Warholiser
The brief:
Create interest and excitement in the forthcoming major Warhol retrospective at Tate Modern, London.
Poke’s answer:
Create a “Warholiser” that brought Warhol’s art to the masses and brought “The Factory” thinking into the digital age.
Nitty gritty
Promoting the launch of a major Warhol retrospective at Tate Modern with a playful digital platform seemed a clear strategy for representing an artist who loved to make work that was on the cutting edge of media, and plenty playful.
We invited users to submit pictures “of artistic merit” with a chance that they would be turned into Warhol-esc image galleries – those who made the cut had their galleries collated on the Tate site, selected at random and displayed on the front page of the Tate site for 15 minutes fame.
It all seemed seamless, but behind the scenes we were massaging the selection to increase its currency.
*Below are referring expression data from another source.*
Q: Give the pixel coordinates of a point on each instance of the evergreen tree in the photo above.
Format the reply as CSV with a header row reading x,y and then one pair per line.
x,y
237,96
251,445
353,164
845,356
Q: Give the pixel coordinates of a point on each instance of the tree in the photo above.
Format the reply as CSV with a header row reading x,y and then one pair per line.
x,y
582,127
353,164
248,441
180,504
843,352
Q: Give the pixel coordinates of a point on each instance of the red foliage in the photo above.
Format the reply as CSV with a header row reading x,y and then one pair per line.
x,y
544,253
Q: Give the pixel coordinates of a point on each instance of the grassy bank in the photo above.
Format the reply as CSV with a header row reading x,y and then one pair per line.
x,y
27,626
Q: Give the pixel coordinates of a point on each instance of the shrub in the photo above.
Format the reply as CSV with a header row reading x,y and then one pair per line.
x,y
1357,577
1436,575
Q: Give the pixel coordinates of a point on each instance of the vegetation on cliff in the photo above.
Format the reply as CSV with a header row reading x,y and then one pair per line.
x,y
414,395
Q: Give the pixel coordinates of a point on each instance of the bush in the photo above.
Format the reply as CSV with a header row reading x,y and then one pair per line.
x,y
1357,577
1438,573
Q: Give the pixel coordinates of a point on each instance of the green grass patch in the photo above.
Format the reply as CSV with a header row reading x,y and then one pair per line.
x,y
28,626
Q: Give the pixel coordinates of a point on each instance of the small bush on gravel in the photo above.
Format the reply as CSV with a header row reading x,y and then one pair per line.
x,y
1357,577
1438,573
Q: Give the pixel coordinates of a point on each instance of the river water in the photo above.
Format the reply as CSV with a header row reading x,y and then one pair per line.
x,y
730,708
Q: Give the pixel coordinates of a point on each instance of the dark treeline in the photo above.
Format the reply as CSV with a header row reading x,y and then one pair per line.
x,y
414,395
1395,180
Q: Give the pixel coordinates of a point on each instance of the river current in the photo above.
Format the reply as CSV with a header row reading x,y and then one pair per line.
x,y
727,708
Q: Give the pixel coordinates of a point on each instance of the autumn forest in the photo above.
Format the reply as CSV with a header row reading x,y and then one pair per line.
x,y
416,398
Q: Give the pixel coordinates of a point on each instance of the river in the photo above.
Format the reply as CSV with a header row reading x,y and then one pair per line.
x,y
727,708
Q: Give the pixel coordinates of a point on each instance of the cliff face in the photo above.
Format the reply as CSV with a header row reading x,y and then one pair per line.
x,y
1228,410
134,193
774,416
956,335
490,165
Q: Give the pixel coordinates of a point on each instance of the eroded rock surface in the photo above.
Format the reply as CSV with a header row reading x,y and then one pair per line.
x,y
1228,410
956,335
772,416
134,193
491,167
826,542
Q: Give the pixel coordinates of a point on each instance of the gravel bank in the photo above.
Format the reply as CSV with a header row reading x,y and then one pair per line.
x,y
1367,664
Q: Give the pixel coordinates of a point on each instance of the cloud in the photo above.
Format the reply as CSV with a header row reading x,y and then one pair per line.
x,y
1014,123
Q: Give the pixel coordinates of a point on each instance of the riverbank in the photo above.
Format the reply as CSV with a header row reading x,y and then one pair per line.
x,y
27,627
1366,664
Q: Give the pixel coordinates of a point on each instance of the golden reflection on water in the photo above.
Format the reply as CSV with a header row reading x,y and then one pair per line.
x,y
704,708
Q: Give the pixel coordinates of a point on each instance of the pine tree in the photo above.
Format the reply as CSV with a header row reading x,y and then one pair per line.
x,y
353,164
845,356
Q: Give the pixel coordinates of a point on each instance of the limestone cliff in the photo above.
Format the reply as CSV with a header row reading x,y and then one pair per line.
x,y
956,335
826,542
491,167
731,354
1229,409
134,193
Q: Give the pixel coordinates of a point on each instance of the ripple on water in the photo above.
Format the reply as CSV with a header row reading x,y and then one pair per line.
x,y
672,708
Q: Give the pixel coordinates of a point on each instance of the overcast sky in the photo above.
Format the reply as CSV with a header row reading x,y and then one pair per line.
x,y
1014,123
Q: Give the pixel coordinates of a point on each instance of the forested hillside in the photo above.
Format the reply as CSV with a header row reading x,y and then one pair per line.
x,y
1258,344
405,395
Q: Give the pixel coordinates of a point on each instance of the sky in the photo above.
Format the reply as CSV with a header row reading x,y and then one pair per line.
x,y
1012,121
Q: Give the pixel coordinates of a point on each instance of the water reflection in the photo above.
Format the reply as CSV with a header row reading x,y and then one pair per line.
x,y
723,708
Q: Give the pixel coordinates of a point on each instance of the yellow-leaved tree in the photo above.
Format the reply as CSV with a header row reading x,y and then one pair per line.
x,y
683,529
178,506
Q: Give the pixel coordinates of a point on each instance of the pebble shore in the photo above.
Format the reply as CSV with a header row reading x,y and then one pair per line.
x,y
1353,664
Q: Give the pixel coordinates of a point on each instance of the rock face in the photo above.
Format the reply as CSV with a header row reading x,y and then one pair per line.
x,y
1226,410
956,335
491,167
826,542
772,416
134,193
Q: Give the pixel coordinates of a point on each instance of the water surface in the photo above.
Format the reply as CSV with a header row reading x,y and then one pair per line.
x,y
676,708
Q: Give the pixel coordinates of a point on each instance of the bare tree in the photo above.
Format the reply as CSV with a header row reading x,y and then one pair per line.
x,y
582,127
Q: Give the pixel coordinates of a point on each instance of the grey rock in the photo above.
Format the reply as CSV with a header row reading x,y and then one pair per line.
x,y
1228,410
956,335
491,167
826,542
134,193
If ten submissions rolled in from IBM, for example, we would make sure we picked one of them to fuel excitement and value around their inclusion – gamification, except that it was 2002 and fortunately no one was using the word ‘gamification’ in 2002.
Highlights
- Top 2002-slebs Lorraine Kelly, Dave the Rave and Dave Wright asking to be Warholised and then sharing it with their millions of listeners.
- Watching the new(ish) blogging community really power up enormous free-media impressions, which in turn lead to traditional media pick up.
- The moment when we got an image submitted with a begging letter for us to give the author the email contact of submission #335 because he wanted to ask her out. (We respectfully declined to provide it).
- Getting the Warholising knack and processing a picture in two minutes by hand.